Die beiden Expertinnen plädieren deswegen für ein stark individualisiertes Vorgehen, bei dem die Menopause für ein umfassendes kardiovaskuläres Risiko-Assessment genutzt wird und Frauen mit peri- oder postmenopausalen, vasomotorischen Beschwerden in Abhängigkeit von der kardiovaskulären Gesamtsituation differenziert versorgt werden. Bei hohem oder intermediärem Risiko sollten Risikofaktoren wie Hypertonie und Hyperlipoproteinämie adressiert werden. Bei vasomotorischen, menopausalen Beschwerden kämen dann in erster Linie transdermale Östrogen-Applikationen in Betracht, so Schaudig, also Pflaster, Sprays oder Gele. Gleiches gilt generell für alle Frauen mit basal erhöhtem Thromboserisiko: „Wenn Östrogen transdermal in nicht zu hoher Dosis appliziert wird, entfällt – im Gegensatz zur oralen Gabe – die Aktivierung des Gerinnungssystems in der Leber, der so genannte First-Pass-Effekt, sodass eine gerinnungsfördernde Wirkung ausbleibt.“
Bei Frauen mit niedrigem Risiko wiederum könne bei entsprechenden menopausalen Symptomen der Applikationsweg nach Vorliebe der jeweiligen Frau ausgewählt werden, so Maas. Und – so die Expertin – man sollte es dann auch wirklich tun: „Etwa 25 Prozent der Frauen haben zehn Jahre oder länger vasomotorische Symptome, die die Lebensqualität stark beeinträchtigen können. Die Hormontherapie ist in dieser Situation extrem effektiv.” Die kardiovaskuläre Prävention alleine sei, trotz möglicherweise positiver Effekte bei jüngeren Frauen, keine Indikation für eine HET: „Da haben wir bessere Therapien“, so Maas.
Jenseits von vasomotorischen Symptomen und der kardiovaskulären Gesamtsituation sind bei der Verordnung einer HRT andere Faktoren zu berücksichtigen. Da ist zum einen eine gewisse Erhöhung des Brustkrebsrisikos. Sie geht im Wesentlichen auf die Gestagen-Komponente der HRT zurück, die nötig ist, weil eine alleinige Östrogen-Therapie bei Frauen mit Uterus das Risiko von Endometriumkarzinomen deutlich erhöhen würde: „Das Brustkrebsrisiko können wir nicht wegdiskutieren, aber es ist zum einen klein, zum anderen ist es wahrscheinlich nicht bei allen Gestagenen gleich“, so Schaudig.
Neben dem in der WHI genutzten MPA seien noch andere synthetische Gestagene mit einem erhöhten Brustkrebsrisiko vergesellschaftet, darunter Levonorgestrel (LNG) und Norethisteronacetat (NETA).
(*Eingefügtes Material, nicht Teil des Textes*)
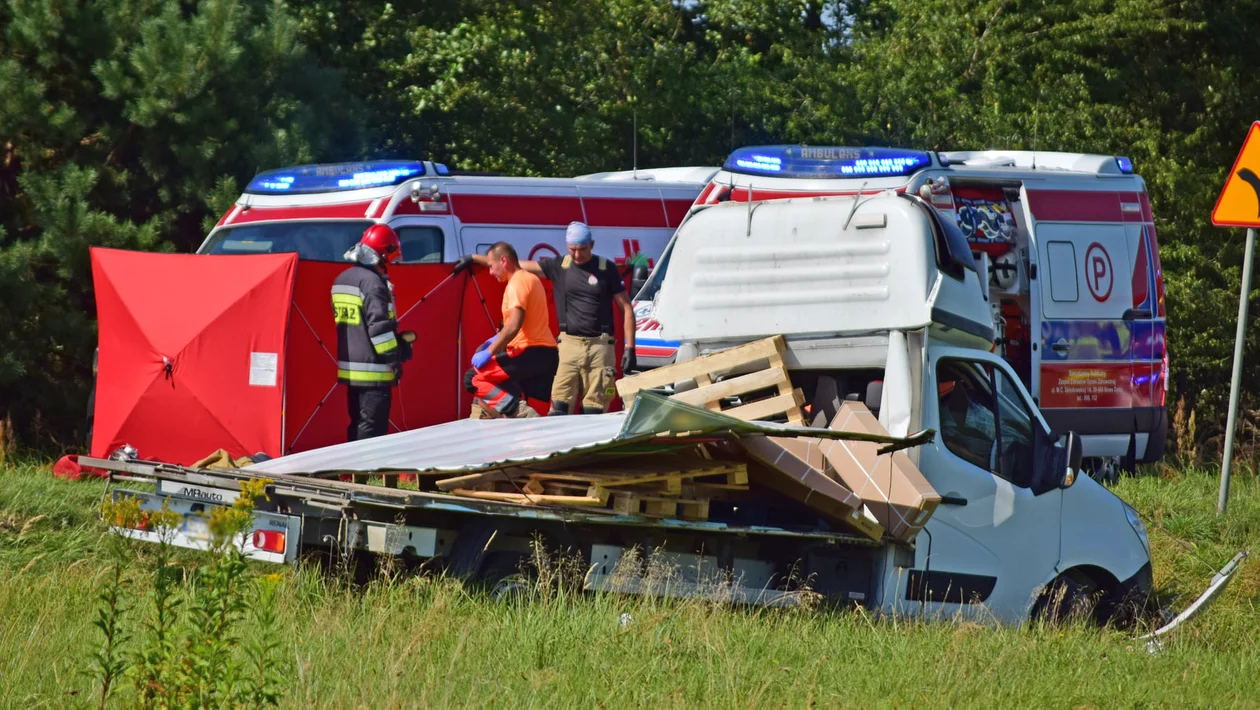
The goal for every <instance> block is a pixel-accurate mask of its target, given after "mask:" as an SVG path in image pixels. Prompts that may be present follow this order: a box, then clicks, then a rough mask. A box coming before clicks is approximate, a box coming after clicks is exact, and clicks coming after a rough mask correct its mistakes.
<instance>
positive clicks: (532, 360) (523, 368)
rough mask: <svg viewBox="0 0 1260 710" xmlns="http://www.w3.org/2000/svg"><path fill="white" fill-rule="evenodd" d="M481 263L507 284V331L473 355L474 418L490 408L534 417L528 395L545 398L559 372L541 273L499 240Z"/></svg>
mask: <svg viewBox="0 0 1260 710" xmlns="http://www.w3.org/2000/svg"><path fill="white" fill-rule="evenodd" d="M471 262H473V260H470V259H464V260H461V261H460V264H459V265H457V266H456V269H455V272H456V274H457V272H460V271H462V270H464V269H467V266H469V264H471ZM478 264H483V265H485V266H489V267H490V274H491V275H493V276H494V277H495V279H498V280H499V281H501V282H507V284H508V288H507V289H505V290H504V291H503V329H500V330H499V333H498V334H495V335H494V337H491V338H490V339H489V340H486V342H485V343H483V344H481V347H479V348H478V351H476V353H474V354H473V370H471V371H469V372H467V375H465V377H464V385H465V387H466V388H467V391H470V392H473V393H474V395H475V396H476V399H478V402H476V404H475V410H474V417H476V416H479V414H480V411H485V410H486V409H489V410H490V411H491V412H493V415H498V416H509V417H520V419H524V417H530V416H538V414H537V412H536V411H534V410H533V407H530V406H529V402H528V401H527V399H528V397H533V399H536V400H546V399H547V397H548V396H549V395H551V388H552V378H553V377H554V376H556V364H557V362H558V359H559V358H558V356H557V354H556V338H554V337H552V334H551V318H549V315H548V313H547V294H546V291H544V290H543V284H542V281H539V280H538V276H536V275H533V274H530V272H529V271H527V270H525V269H523V267H522V262H520V260H519V259H518V257H517V250H514V248H513V247H512V245H509V243H508V242H498V243H495V245H494V246H491V247H490V251H488V252H486V255H485V256H478Z"/></svg>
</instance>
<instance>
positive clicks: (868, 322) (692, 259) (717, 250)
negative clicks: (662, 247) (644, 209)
mask: <svg viewBox="0 0 1260 710" xmlns="http://www.w3.org/2000/svg"><path fill="white" fill-rule="evenodd" d="M853 203H854V199H853V198H850V197H825V198H819V197H815V198H796V199H779V201H772V202H759V203H738V204H736V203H722V204H716V206H712V207H707V208H704V209H702V211H699V212H697V213H696V214H694V216H693V217H692V218H690V219H689V221H688V222H687V223H684V224H683V226H682V227H679V231H678V235H677V237H675V240H674V247H673V253H672V256H670V265H669V270H668V271H667V274H665V280H664V284H663V285H662V290H660V293H659V294H658V296H656V319H658V320H659V322H660V327H662V337H664V338H667V339H675V340H690V342H731V340H746V339H753V338H761V337H766V335H772V334H779V333H782V334H785V335H789V337H790V338H791V337H795V338H800V337H815V338H818V337H834V335H861V334H869V333H881V332H888V330H913V329H919V328H925V327H932V328H934V333H936V334H939V335H942V337H944V339H946V340H953V342H956V343H958V344H964V346H969V347H976V346H980V347H987V344H990V343H992V338H993V330H992V318H990V314H989V311H988V304H987V301H985V300H984V296H983V295H982V290H980V288H982V285H980V280H979V276H978V275H976V272H975V266H974V264H973V262H971V260H970V252H969V251H966V243H965V240H963V238H961V233H958V235H955V237H956V238H955V241H958V240H963V241H961V243H960V245H955V246H953V247H951V246H950V245H949V243H946V235H945V232H944V230H945V223H944V221H941V219H939V217H936V213H935V211H934V209H931V208H930V207H927V206H926V203H924V202H922V201H921V199H919V198H913V197H905V195H896V194H892V193H891V192H882V193H879V194H876V195H871V197H864V198H862V199H861V202H859V203H858V204H857V208H856V209H854V204H853ZM850 212H852V219H849V217H850ZM955 232H956V228H955ZM959 251H961V252H963V253H958V252H959Z"/></svg>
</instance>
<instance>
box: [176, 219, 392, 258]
mask: <svg viewBox="0 0 1260 710" xmlns="http://www.w3.org/2000/svg"><path fill="white" fill-rule="evenodd" d="M369 224H372V222H368V221H362V222H343V221H338V222H260V223H257V224H242V226H239V227H228V228H226V230H219V231H218V232H214V236H212V237H210V238H209V241H207V242H205V245H203V246H202V248H200V250H199V253H282V252H291V251H296V252H297V259H302V260H309V261H343V260H344V255H345V252H347V251H348V250H349V248H350V247H352V246H354V245H355V243H357V242H358V241H359V237H362V236H363V231H364V230H367V228H368V226H369Z"/></svg>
Bei neueren Gestagenen dagegen, etwa mikronisiertes Progesteron und Dydrogesteron, das dem körpereigenen Progesteron nahesteht, sei das Brustkrebsrisiko dagegen deutlich weniger erhöht: „Wenn wir heute eine Langzeittherapie beginnen, dann nehmen wir deswegen eines der moderneren Gestagene.“
Ohnehin müsse das vergleichsweise überschaubar erhöhte Brustkrebsrisiko abgewogen werden gegen die medizinischen Benefits, die eine Hormontherapie auch jenseits der Linderung von peri- und postmenopausalen Symptomen bringe, betonte Schaudig. So reduziere eine HRT die Zahl der Diabetesneudiagnosen um 30 bis 50 Prozent. Es gebe den evidenten Osteoporose-Schutz, und es gebe auch einen gewissen Schutz vor Darmkrebs. Den hatte damals, vor zwanzig Jahren, übrigens schon die WHI gezeigt: Sechs Erkrankungen weniger pro 10.000 Frauen pro ein Jahr, denen acht Brustkrebserkrankungen mehr pro 10.000 Frauen pro Jahr gegenüberstanden.